While everyone knows that there was a Jewish minority in Medieval Europe, few people aside from scholarly specialists are aware that communities of free Muslims could also be found across the Christian world of the Middle Ages – mostly in Mediterranean lands, but also Eastern Europe. While most of these communities may have only lasted a couple of centuries (i.e.: the brief interval since the founding of the United States until today), some lasted into and beyond the seventeenth century. In the Spanish lands these people were known as mudejares: “those who stayed behind,” and once they had been forced to convert to Christianity, between 1500 and 1526, they were known as “Moriscos.”
A lot of great scholarship has been done on the communities of various regions and various locales, and on various aspects of mudéjar and Morisco history, but until now, no single study has looked at the overall history of the Muslim minority in the medieval era or analyzed the Muslim minority as a phenomenon.

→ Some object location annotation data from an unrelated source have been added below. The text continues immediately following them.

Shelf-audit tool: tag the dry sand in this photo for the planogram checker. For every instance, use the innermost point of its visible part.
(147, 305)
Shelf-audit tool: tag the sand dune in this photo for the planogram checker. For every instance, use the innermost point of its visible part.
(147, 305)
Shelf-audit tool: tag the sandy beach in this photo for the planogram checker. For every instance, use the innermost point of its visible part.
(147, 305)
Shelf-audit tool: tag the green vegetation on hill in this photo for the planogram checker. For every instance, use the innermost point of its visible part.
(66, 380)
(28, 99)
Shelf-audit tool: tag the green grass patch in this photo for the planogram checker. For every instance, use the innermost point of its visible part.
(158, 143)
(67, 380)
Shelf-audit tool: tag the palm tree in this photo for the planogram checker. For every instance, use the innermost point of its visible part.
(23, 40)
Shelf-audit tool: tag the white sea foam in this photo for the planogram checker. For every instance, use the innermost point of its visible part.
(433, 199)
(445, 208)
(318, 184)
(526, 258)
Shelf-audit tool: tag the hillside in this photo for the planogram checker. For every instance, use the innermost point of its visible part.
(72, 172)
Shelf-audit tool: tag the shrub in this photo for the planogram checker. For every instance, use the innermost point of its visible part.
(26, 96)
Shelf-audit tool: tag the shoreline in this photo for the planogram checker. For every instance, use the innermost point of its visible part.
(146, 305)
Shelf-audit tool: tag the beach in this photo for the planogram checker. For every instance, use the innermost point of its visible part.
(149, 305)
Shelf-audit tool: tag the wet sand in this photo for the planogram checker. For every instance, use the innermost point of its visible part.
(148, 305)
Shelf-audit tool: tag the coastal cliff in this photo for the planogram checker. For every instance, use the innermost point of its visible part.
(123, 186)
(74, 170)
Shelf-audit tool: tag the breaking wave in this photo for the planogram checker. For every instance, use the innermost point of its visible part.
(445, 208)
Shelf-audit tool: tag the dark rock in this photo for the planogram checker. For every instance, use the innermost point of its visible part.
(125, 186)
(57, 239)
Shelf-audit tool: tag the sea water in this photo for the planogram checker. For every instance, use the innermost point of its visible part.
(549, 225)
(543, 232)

It’s a subject, I think, that should be of great interest, not only because Muslims made a significant contribution to the development of many aspects of European culture and society, but because it has an obvious relevance to issues and controversies being played out in Anglo-European societies today. The fact that the fates of the various regional Muslim communities in the Medieval West were so different, and followed different timelines and arcs of experience, shows that shifts in ideology or “Christian intolerance” cannot explain how at times these societies throve, while at others, they came under attack or were repressed or destroyed.
Mostly, Christians, Muslims and Jews got along pretty well when they were living shoulder-to-shoulder, mixing with an ease and intimacy that the self-declared moral leaders of their communities often found alarming. For me, an intriguing question is: why, or under what circumstances, is ethno-religious identity brought to the forefront within mixed communities, and used as a rationale for violence and exclusion among individuals who had previously lived in apparent harmony? This book doesn’t answer this question directly, but I think it provides some clues as to how this dynamic works.